Learn more about Subscriptions Management in our docs.
Simplified Structured Properties Display
The problem it solves
Structured Properties let you extend DataHub with custom metadata fields (e.g. compliance status, data classification, business metrics) tailored to your organization’s needs. But as teams added more properties to capture everything from SLAs to cost centers, every dataset displayed all fields, even empty ones. Now empty properties automatically hide, showing only what’s relevant for each dataset.
What it enables
- Find critical metadata instantly. No more scrolling past empty compliance fields to find the business owner, or past blank quality scores to see refresh schedules
- Scale metadata without cluttering the UI. Add 50 custom properties for different use cases without overwhelming users who only need to see the 3 that apply to their dataset
- Different views for different data types.
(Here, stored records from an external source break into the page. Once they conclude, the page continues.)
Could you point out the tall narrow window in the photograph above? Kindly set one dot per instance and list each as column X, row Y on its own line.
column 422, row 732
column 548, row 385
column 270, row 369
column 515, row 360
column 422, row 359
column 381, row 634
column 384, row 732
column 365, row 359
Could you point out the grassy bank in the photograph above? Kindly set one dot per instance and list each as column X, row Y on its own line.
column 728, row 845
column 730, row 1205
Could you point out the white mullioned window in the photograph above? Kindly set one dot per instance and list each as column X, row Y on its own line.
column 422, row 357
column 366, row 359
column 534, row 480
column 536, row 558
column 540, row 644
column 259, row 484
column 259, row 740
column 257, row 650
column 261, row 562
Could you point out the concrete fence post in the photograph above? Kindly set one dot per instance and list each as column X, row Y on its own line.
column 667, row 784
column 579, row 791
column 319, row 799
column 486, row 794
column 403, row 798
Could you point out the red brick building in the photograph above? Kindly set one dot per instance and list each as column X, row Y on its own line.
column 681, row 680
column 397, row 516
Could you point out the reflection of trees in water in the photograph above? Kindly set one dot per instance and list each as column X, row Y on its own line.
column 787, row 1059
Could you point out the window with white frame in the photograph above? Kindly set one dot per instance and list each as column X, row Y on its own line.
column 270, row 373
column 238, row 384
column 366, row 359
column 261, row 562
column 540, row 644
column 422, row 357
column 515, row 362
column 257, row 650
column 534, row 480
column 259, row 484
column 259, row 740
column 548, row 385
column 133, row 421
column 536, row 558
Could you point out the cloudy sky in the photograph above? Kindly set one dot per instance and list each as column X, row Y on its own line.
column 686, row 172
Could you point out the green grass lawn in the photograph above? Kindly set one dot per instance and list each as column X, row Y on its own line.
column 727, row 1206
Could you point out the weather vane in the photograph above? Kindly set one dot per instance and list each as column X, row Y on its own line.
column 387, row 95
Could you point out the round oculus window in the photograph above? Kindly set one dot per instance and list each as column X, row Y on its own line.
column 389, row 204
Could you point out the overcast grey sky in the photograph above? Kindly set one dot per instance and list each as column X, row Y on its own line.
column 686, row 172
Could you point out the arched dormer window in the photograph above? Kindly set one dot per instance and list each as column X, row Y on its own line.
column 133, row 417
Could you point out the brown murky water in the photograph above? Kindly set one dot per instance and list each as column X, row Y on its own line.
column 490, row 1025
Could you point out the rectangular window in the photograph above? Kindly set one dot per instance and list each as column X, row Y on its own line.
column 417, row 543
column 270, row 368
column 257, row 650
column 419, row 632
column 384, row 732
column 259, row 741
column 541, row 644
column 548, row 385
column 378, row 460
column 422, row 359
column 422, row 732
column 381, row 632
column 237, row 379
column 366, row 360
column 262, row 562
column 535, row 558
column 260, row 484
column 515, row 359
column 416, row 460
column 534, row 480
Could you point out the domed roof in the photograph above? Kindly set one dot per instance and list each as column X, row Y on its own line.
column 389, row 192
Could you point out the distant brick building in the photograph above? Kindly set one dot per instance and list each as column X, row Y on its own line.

Marketing datasets show campaign fields, financial data shows compliance properties, ML features show model metadata—all using the same catalog
What’s new
Set any structured property to “hide when empty” at the definition level. Properties only appear on assets where they have values, creating clean, focused views automatically tailored to each dataset.
Why it matters
Enterprise organizations need different metadata for different assets—compliance fields for regulated data, performance metrics for ML models, cost tracking for cloud resources. Without this feature, you had to limit custom properties to keep the interface usable. Now, you can create comprehensive metadata for every use case while users only see what’s relevant.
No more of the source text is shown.